NO Christmas season would be complete without making a trip up the motorway to see that perennial favourite The Nutcracker.

Birmingham Royal Ballet’s yearly indulgence at the Hippodrome always attracts a fair-sized Worcester crowd, one of whom I met quite by chance in the bar before the curtain went up.

I have no difficulty whatsoever in waxing lyrical about Sir Peter Wright’s sumptuous production. Nevertheless, it was my new companion who succinctly summed up the show’s timeless qualities in – pardon the pun – a nutshell.

“The thing is you see,” said the stranger, “this is all about harking back to long-gone Christmases, when there was no such thing as consumerism, just simple presents arranged around the tree.

And those were the days when every child had a mother and father who actually lived under the same roof.” His observations were still lingering in my thoughts hours later as we crossed Hurst Street and retraced our steps to the car park.
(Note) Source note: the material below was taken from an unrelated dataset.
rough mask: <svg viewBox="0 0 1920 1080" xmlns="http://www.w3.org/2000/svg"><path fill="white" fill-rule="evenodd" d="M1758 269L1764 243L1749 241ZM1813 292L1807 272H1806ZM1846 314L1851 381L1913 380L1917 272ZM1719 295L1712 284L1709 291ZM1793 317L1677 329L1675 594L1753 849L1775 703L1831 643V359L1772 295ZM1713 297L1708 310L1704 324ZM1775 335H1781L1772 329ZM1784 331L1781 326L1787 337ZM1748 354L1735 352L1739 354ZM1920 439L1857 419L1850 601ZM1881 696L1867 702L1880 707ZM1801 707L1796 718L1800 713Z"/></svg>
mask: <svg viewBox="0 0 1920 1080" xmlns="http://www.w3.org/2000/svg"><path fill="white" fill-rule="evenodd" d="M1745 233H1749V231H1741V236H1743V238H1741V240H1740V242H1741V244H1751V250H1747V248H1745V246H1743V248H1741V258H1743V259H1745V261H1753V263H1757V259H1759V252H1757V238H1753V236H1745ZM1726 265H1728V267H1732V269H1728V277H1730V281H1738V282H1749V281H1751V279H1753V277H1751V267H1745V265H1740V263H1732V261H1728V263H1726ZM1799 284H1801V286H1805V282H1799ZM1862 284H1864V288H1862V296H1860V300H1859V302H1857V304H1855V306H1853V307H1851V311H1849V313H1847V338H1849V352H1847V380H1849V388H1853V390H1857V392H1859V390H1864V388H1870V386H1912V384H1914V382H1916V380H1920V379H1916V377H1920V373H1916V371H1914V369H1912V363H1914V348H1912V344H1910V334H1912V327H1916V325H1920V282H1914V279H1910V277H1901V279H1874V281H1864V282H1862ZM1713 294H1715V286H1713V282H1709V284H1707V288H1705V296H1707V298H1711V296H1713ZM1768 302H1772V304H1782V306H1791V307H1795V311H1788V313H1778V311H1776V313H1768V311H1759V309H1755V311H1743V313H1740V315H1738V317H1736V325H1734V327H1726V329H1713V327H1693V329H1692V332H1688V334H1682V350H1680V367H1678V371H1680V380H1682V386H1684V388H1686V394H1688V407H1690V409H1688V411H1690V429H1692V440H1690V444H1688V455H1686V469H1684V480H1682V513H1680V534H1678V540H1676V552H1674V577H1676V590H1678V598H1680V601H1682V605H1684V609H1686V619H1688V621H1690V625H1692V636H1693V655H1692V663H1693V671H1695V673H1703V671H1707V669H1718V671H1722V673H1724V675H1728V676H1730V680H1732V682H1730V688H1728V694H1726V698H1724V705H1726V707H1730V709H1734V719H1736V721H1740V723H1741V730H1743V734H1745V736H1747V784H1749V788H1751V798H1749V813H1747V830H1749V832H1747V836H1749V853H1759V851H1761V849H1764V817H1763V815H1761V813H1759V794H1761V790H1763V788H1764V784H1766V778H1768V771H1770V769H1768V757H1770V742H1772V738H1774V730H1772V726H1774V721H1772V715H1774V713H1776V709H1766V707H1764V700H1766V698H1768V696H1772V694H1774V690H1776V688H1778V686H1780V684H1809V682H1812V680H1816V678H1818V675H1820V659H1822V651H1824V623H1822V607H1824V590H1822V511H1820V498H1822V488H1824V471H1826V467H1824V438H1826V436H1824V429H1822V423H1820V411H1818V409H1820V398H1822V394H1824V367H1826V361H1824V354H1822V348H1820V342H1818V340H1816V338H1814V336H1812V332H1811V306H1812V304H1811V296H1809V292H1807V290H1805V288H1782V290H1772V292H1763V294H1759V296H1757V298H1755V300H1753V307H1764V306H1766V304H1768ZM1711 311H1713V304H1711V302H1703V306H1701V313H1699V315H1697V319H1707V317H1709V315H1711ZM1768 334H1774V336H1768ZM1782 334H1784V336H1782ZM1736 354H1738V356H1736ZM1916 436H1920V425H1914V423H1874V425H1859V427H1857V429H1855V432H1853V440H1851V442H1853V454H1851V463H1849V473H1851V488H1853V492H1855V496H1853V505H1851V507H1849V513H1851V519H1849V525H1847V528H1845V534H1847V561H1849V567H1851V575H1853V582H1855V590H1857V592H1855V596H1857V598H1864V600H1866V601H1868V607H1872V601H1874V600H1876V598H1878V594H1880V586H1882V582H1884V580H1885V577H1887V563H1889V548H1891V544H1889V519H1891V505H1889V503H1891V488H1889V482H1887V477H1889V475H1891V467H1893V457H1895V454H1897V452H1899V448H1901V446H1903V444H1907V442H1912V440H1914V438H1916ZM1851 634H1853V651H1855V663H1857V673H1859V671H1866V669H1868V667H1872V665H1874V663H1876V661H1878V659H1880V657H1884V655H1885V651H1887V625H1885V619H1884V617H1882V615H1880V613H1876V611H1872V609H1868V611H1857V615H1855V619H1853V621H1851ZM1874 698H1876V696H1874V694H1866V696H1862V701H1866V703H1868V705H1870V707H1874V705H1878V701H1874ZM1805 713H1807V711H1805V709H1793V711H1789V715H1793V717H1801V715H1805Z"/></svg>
I reckon that Christmas is more of a pagan festival than anything else. Even today, its significance as a form of primitive light worship is no better demonstrated than by the more garish examples of suburban homes transformed into the Blackpool illuminations that grace the pages of your Worcester News at this time of year.

And let’s face it, what’s all that eating and drinking about, if it’s not a throwback to the time when we huddled in caves during the solstice days of pre-history?

Nevertheless, people of my generation probably regard the post-war Christmas as being the personification of traditional festivities. This was the midnight mass of Yuletide past before the rampant materialism of the modern age set in.

I count myself extremely lucky to have been brought up in a small community in the 1950s that still had a sense of scale and proportion.

In other words, it was a time of balance, where excess was tempered by other factors. Nowadays, we live in an age of extremes of which Christmas is only one example.

And that’s why I head northwards every year to see The Nutcracker… always a magical, mystical reminder of the ghosts of Christmases past.